The Conjuring may very well be the scariest movie of all time. Set in 1971, the movie focuses on the Perrons, a family of seven that move into a shady looking farmhouse in Harrisville, Rhode Island. First sign of trouble? Their pup Sadie (R.I.P.) refuses to enter the house. New rule: If my dog won't go, neither will I.
TL;DR: a lot of spooky shit goes down and supernatural investigators Ed and Lorraine Warren (played by Patrick Wilson and Vera Farmiga) attempt to rid the house of its demonic presence. One of the spirits is the hateful Bathsheba, an accused witch who sacrificed her own child to the devil and killed herself in 1863—but only after cursing any future occupants of her home. Casual.
Bathsheba possesses the doll Annabelle (yes, that Annabelle) and attacks one of the Perron daughters before taking over the body of Mrs. Perron (Lily Taylor). Deciding there's no time to wait for a certified Catholic priest, Ed Warren performs a more terrifying exorcism than, well, The Exorcist.
The blockbuster success of the conjuring led to an entire franchise. The Conjuring Universe explores even more of Ed and Lorraine's real-life cases. The Conjuring (2013, 2016, 2020) series delves into the hauntings and possessions of people the couple helped, while the Annabelle series (2014, 2017) and The Nun (2018) uncover origin stories of some of the supernatural items our investigators collected or wrote about.

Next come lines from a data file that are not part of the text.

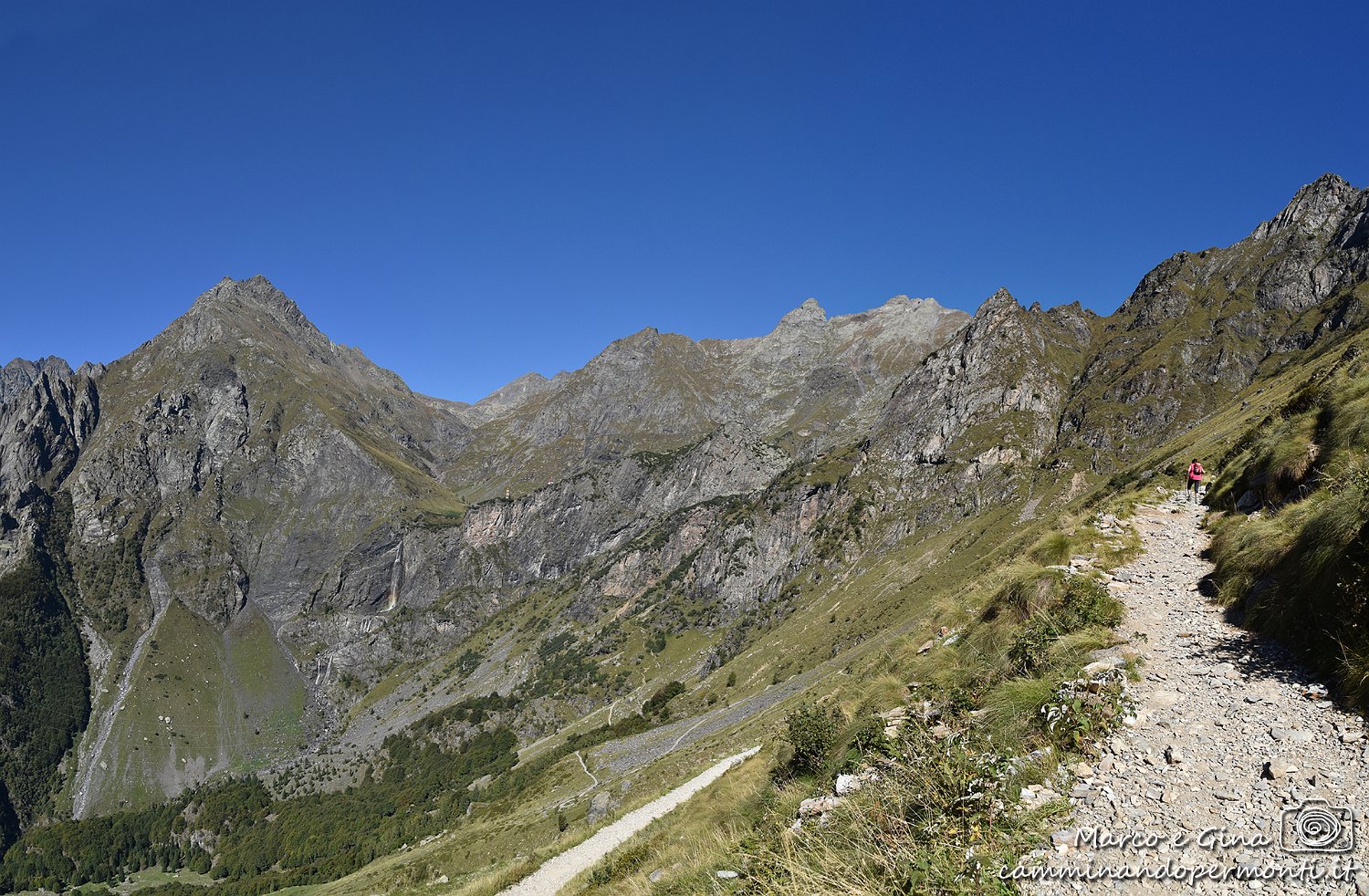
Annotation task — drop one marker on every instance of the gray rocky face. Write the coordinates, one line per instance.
(810, 385)
(43, 429)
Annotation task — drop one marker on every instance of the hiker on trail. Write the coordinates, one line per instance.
(1196, 472)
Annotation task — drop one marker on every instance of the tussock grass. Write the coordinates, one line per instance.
(1300, 567)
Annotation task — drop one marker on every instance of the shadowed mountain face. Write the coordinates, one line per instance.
(244, 498)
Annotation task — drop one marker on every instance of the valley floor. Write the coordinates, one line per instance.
(1237, 764)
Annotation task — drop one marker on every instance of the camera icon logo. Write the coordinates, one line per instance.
(1317, 827)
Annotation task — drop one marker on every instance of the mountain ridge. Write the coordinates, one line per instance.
(243, 482)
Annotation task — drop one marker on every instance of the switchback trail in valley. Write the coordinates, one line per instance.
(559, 870)
(1238, 764)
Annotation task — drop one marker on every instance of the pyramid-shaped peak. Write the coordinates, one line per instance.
(1322, 203)
(999, 303)
(807, 314)
(256, 297)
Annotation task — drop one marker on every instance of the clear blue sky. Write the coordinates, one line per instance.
(470, 191)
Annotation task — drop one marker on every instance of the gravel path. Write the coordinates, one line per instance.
(559, 870)
(1232, 742)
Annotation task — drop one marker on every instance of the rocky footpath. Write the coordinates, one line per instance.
(1237, 772)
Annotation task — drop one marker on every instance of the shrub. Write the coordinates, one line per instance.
(812, 734)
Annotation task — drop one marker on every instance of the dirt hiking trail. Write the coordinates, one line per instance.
(1238, 776)
(559, 870)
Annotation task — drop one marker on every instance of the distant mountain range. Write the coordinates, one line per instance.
(243, 546)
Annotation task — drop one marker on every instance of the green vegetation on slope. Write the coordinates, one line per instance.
(1004, 690)
(1300, 567)
(44, 687)
(259, 844)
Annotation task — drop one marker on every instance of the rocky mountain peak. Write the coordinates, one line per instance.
(1314, 210)
(256, 296)
(19, 374)
(805, 315)
(999, 304)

So, how true is this "true story"? Truer than you'd think.
LET'S START WITH ED AND LORRAINE WARREN.
The IRL couple were probably the most famous paranormal experts in the United States—they investigated a slew of high profile cases, including the Amityville House—and founded the New England Society for Psychic Research.
But, get this, Lorraine Warren has always claimed to be a clairvoyant and medium able to communicate with the spirits and demons she and her husband came in contact with. To this day, though Ed died in 2006, Lorraine maintains almost every detail of The Conjuring is accurate. She was a major consultant on the first film, as well as the subsequent sequels and prequels.
"The things that went on there were just so incredibly frightening," she told USA Today. "It still affects me to talk about it today."
Over the years, the Warrens began housing and exhibiting their supernatural spoils at The Warrens Occult Museum in Monroe, Connecticut. Yeah, the last known home of Annabelle. Another reason I'm never going back to Connecticut (I'm from Cheshire; don't @ me).
OK, THEY'RE REAL, BUT WHAT HAPPENED TO THE PERRON FAMILY?
The Perron family lived in the 14-room home known as the Old Arnold Estate from January 1971 until 1980. Andrea Perron, the oldest of the five Perron daughters claims that many spirits resided in the farmhouse as well, including Bathsheba."Whoever the spirit was, she perceived herself to be mistress of the house and she resented the competition my mother posed for that position," Perron told USA Today.
According to the family, the spirits stunk of rotting flesh and would arrive at 5:15 a.m. most mornings to lift beds.
After the events depicted in the film, Roger Perron apparently kicked the Warrens out, concerned for his wife’s mental stability. According to Andrea, the family could not afford to move out of the house until almost ten years later, all the while most of the hauntings continued. Casual.
SURELY, BATHSHEBA CAN'T BE REAL.
Wrong! Bathsheba Sherman lived in the infamous farmhouse in the mid-1800s. She's buried in the Harrisville Cemetery next to her husband, Judson Sherman. As for the witch/satanist/child-killer deal... the world may never know.
SO, WHAT IS THE BIG DIFFERENCE I'VE BEEN MENTIONING?
Turns out, Ed Warren never performed any sort of exorcism—considering they have to be done by Catholic priest. Though the Warrens had worked with priests in the past, this time they opted to summon the spirit with a seance.
Andrea Perron says she secretly watched the actual conjuring. "I thought I was going to pass out," Andrea says. "My mother began to speak a language not of this world in a voice not her own. Her chair levitated and she was thrown across the room."
DID SOMEONE EVER BURN DOWN THAT HOUSE FROM HELL?! IF NOT, THEY SHOULD. (JK, DON'T. DO. THAT.)
Nope! In fact, the owners of the house called it a "real-life nightmare" for a completely different reason. The original Conjuring brought in $137 million in the U.S...and a lot of unwanted visitors to Rhode Island. Back in 2015, Norma Sutcliffe planned to sue Warner Bros. after trespassers began showing up to the house to film, steal stuff, and be a part of the phenomenon.
“They come at all times of the day," said Sutcliffe. "Last Saturday, I called police at 3:30 a.m. because there was a whole group of them outside the house. It’s horrendous.” Honestly, talking to strangers is my worst nightmare, so I feel her pain.